We shall show that for all large enough $n$ \begin{equation*} \frac{\sqrt{\ln\ln n}}{\ln n}\ll\de_n\ll\ep_n:=\frac{\ln\ln n}{\ln n}; \tag{1} \end{equation*} here everywhere, the constants associated with $\ll$, $\gg$, $O(\cdot)$ are universal. Thus, we have a rather tight bracketing of $\de_n$. (Conjecture: $\de_n\asymp\frac{\ln\ln n}{\ln n}$.)
Let $c$ denote various complex-valued expressions (possibly different even within the same formula) such that $|c|\ll1$.

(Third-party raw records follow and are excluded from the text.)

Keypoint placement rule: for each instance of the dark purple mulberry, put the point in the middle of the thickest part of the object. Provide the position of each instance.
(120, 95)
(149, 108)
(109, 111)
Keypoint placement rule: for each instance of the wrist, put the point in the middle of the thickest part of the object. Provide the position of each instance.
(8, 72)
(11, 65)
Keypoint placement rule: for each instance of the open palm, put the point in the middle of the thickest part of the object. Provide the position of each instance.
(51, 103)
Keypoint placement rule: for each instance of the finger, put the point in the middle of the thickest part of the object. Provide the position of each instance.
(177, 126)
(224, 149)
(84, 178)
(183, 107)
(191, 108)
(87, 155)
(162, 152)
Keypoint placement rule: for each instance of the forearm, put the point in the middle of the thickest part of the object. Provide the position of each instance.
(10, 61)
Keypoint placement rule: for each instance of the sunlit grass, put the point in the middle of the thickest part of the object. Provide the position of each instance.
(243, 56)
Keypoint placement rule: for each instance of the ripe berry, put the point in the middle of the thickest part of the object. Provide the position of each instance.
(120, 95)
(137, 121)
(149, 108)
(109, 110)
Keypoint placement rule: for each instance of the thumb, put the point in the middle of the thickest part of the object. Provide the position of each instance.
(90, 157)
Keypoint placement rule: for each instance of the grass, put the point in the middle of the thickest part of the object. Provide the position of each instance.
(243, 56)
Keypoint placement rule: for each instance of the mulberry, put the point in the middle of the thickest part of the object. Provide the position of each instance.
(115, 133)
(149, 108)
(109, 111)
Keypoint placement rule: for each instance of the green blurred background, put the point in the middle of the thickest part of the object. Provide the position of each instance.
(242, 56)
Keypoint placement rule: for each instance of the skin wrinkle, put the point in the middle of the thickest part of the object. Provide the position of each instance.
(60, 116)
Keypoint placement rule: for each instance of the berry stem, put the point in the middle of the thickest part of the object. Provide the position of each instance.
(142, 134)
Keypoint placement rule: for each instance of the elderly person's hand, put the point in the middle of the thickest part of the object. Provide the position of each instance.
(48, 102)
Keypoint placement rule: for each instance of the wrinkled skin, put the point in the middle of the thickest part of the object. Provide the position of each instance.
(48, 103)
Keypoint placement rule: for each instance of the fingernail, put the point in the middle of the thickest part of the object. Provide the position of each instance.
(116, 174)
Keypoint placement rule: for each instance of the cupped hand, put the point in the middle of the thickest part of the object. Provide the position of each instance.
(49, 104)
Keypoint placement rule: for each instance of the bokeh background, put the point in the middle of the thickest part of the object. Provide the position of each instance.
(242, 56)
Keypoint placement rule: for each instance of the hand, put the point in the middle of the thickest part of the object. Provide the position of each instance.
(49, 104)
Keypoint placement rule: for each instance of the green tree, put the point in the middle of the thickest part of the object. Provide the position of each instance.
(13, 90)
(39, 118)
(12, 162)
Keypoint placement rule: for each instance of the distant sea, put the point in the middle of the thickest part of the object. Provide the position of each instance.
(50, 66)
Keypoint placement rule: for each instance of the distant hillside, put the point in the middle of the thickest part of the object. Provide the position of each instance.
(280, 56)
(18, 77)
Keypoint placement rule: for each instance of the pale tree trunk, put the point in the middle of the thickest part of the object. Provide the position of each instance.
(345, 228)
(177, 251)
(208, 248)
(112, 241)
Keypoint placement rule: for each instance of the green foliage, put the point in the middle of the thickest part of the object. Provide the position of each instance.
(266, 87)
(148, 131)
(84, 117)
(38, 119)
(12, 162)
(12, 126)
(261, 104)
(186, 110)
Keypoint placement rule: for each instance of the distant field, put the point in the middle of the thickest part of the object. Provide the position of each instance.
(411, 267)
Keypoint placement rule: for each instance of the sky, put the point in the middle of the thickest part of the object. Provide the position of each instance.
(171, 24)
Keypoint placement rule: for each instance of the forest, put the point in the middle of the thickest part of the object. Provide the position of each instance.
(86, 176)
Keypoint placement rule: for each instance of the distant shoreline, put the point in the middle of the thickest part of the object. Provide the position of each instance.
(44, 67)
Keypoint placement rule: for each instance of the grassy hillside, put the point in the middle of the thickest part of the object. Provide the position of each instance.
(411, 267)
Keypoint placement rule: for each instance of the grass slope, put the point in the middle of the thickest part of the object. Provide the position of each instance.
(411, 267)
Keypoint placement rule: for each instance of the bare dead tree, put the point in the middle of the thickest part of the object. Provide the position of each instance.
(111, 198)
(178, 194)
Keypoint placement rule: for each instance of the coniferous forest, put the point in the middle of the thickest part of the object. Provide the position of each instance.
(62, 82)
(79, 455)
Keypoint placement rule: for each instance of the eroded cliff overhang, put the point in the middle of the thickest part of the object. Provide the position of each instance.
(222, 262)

The pdf of $V_k$ is $x\mapsto\frac2{x^3}\,I\{x>1\}$, where $I$ denotes the indicator. Note that $|e^{iu}-1-iu|\le2|u|$ and $|e^{iu}-1-iu+u^2/2|\le|u|^3/6$ for real $u$. So, for the characteristic function (c.f.) $f_V$ of $V_k$ and $|t|\le1$ we have \begin{multline*} \frac12\,f_V(t)=\int_1^\infty\frac{e^{itx}}{x^3}\,dx =\int_1^\infty\frac{1+itx}{x^3}\,dx -\int_1^{1/|t|}\frac{t^2x^2/2}{x^3}\,dx \\ +\int_1^{1/|t|}\frac{e^{itx}-1-itx+t^2x^2/2}{x^3}\,dx +\int_{1/|t|}^\infty\frac{e^{itx}-1-itx}{x^3}\,dx \\ =\frac12+it-\frac{t^2}2\,\ln\frac1{|t|} +c\int_1^{1/|t|}\frac{|t|^3x^3}{x^3}\,dx +c\int_{1/|t|}^\infty\frac{|t|x}{x^3}\,dx \\ =\frac12+it-\frac{t^2}2\,\ln\frac1{|t|}+ct^2. \end{multline*} So, for $|t|\le1$ we have $\ln f_V(t)=2it-t^2\,\ln\frac1{|t|}+ct^2$ and hence for the characteristic function $f_n:=f_{Z_n}$ of $Z_n$ we have \begin{multline*} \ln f_n(t)=-i2nt/b_n+n\ln f_V(t/b_n) =-\frac{t^2}{\ln n}\,\ln\frac{\sqrt{n\ln n}}{|t|}+c\frac{t^2}{\ln n} \\ =-\frac{t^2}2-\frac{t^2}{\ln n}\,\Big(\frac12\,\ln\ln n-\ln|t|\Big)+c\frac{t^2}{\ln n} \\ =-\frac{t^2}2+\frac{t^2}{\ln n}\,\ln|t|+c\frac{t^2}{\ln n}\,\ln\ln n \tag{2} \end{multline*} for $|t|\le b_n=\sqrt{n\ln n}$. So, with $\ep_n$ as in (1), \begin{equation*} \ln f_n(t)= \begin{cases} -\frac{t^2}2+c\ep_n|t| & \text{ if }|t|\le1 \\ -\frac{t^2}2+c\ep_n t^2\ & \text{ if }1\le|t|\le\ln n, \end{cases} \end{equation*} whence \begin{multline*} \int_{|t|<\ln n}\frac{|f_n(t)-e^{-t^2/2}|}{|t|}\,dt \\ \le \int_{|t|<1}\frac{|e^{c\ep_n|t|}-1|}{|t|}\,dt +\int_{\R}\frac{|e^{-(1-2c\ep_n)t^2/2}-e^{-t^2/2}|}{|t|}\,dt \le c\ep_n; \end{multline*} the latter integral was bounded using the identity $\int_0^\infty\frac{e^{-at^2/2}-e^{-t^2/2}}t\,dt=\ln(1/\sqrt a)$ for $a>0$. By the Esseen smoothing inequality (see e.g. formula (6.4)), \begin{equation*} \de_n\le c\int_{|t|<\ln n}\frac{|f_n(t)-e^{-t^2/2}|}{|t|}\,dt +c/\ln n. \end{equation*} Now the second inequality in (1) immediately follows.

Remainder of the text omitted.